About 30 years earlier, in December 1917, there had been a similarly massive explosion in Halifax, Nova Scotia. On this occasion wartime munitions exploded about 20 minutes after two freighters collided in the harbor and caught fire. The explosion was felt as far as 130 miles away, obliterated the district of Richmond, and damaged Dartmouth across the harbor. About 400 acres were completely devastated, at least 2,000 people were killed, and more than 9,000 were injured.

Case Study

In the process of validating the 2021 updates to the AIR Model for Terrorism we undertook case studies involving the 1995 Oklahoma City bombing, the 2013 Boston Marathon bombing, and a 2020 Beirut-size blast. These incidents were selected for analysis to represent a wide range of explosions in various urban environments.

Figure 3
Modeled damage footprint (rings) is superimposed on the observed damage by the World Bank (dots) and showing close agreement. (Source: AIR)

There are two important points to note in this case study. First, the 2020 Beirut explosion was not a terrorist attack; second, the AIR model was used to simulate a scenario whose blast size was of similar magnitude and as though it had occurred at a location in United States with similar urban density, using a hypothetical uniformly gridded exposure of two-story concrete apartment buildings. This was the most common type of structure in the Beirut harbor area and therefore worked as a good representative risk type for this analysis.

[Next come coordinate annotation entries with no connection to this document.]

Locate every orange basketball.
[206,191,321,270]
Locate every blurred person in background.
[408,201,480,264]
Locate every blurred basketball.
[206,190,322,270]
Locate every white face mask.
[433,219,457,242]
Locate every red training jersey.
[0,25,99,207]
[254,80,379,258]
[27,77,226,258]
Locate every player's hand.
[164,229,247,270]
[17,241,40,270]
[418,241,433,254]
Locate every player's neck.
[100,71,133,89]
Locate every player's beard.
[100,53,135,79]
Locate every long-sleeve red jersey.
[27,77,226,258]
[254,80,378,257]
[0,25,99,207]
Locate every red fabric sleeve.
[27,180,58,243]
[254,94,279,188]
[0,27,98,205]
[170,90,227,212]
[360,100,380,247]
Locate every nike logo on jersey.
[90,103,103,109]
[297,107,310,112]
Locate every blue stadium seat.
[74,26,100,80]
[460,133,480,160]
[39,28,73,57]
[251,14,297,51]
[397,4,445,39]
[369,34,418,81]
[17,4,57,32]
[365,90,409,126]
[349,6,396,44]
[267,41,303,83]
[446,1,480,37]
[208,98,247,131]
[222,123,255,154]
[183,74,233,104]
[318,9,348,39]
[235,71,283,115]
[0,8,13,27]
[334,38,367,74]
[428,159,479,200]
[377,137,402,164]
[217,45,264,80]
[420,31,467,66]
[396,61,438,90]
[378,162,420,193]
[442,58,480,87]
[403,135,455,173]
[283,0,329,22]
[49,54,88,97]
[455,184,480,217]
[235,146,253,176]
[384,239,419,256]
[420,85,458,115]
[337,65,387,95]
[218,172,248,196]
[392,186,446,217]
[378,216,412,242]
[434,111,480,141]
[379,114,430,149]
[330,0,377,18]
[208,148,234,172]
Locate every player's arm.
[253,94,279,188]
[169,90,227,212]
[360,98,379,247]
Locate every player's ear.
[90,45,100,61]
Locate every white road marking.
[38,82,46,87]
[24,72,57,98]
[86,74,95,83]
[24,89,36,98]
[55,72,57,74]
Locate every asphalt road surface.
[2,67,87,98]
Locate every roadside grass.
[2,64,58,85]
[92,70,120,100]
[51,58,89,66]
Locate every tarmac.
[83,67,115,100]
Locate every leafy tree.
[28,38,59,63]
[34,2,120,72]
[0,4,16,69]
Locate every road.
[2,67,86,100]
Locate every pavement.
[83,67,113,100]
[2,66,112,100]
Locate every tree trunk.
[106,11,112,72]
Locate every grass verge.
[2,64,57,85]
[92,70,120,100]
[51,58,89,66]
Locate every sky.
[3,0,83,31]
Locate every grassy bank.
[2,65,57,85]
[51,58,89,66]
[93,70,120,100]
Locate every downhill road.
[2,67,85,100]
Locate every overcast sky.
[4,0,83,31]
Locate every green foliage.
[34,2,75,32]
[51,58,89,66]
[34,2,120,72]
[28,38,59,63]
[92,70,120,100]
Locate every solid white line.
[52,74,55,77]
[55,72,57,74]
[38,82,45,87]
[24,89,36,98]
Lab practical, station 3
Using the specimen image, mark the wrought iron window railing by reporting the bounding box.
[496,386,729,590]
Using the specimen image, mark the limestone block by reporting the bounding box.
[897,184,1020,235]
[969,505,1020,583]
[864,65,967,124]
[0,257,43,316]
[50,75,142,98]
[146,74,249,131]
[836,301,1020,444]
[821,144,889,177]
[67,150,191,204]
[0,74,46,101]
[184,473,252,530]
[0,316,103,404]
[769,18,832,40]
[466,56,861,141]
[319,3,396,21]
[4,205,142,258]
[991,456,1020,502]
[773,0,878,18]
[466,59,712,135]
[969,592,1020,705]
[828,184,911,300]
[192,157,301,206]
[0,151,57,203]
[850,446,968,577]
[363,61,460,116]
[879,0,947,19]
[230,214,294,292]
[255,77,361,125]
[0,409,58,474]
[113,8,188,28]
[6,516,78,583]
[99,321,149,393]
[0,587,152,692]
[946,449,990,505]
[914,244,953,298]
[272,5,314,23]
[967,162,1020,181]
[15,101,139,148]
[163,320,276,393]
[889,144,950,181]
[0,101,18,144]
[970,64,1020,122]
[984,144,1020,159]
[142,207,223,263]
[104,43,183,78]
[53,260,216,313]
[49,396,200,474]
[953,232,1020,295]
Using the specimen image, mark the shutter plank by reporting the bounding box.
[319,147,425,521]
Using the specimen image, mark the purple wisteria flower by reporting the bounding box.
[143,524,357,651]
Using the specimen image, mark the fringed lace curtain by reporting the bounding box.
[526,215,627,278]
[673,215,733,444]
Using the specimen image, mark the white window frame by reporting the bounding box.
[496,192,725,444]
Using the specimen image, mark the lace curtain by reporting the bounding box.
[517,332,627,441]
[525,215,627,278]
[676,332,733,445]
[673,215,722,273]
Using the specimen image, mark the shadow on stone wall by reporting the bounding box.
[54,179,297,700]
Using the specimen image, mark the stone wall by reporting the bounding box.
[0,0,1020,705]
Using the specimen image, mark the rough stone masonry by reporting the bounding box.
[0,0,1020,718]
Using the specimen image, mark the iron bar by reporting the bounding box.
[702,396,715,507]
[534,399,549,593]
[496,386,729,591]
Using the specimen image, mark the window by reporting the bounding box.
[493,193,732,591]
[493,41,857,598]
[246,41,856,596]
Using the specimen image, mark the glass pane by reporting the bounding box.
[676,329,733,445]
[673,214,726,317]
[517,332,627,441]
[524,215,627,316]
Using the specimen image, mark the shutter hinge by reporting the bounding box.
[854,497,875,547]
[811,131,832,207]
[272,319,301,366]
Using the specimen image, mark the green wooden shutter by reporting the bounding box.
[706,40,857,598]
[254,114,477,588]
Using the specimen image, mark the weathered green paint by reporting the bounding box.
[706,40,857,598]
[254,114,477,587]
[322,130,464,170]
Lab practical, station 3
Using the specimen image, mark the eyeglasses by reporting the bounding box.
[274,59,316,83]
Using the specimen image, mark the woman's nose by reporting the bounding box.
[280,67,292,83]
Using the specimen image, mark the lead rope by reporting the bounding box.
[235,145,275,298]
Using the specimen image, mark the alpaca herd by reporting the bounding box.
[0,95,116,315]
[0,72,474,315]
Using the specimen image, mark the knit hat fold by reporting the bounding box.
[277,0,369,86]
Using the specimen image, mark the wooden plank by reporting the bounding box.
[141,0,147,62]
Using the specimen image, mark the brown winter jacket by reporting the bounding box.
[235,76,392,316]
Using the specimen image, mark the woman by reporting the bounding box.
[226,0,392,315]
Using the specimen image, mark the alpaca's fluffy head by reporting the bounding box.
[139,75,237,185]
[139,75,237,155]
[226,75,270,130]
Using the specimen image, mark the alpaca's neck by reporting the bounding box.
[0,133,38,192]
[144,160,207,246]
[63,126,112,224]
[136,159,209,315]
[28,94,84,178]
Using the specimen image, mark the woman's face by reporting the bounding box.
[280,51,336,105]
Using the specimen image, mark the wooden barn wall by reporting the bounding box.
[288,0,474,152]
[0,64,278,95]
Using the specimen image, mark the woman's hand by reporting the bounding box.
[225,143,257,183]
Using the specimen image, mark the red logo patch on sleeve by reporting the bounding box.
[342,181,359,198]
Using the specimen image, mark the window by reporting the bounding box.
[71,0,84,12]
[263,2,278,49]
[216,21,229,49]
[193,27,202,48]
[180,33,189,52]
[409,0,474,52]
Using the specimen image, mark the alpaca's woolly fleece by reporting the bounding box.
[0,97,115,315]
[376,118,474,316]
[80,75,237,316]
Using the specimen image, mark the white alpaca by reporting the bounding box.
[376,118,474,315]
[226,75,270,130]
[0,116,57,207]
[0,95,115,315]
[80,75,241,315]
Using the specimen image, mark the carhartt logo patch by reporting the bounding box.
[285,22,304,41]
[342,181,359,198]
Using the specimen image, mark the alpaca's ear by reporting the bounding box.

The size of the Beirut blast is much larger than any of the conventional weapon sizes available in Touchstone®, but the modeled damage extent for this event obtained using the updated AIR Terrorism Model nevertheless agreed with observations from the explosion in Lebanon.

The deterministic event modeling capabilities in Touchstone allow a blast size and location to be selected so that the impact it will have on a specific book of business can be analyzed. This complements the exposure aggregation capabilities provided by Touchstone’s Geospatial Analytics Module, which can leverage dynamic ring analysis to identify locations corresponding to maximum exposure concentrations. The AIR model enables (re)insurers to estimate the potential property, business interruption, workers’ compensation, and personal injury losses that can arise from terrorist bombs in the United States. The model also provides deterministic loss scenarios for 27 other countries, one of which is Lebanon, to assist companies in prudently managing their terrorism risk.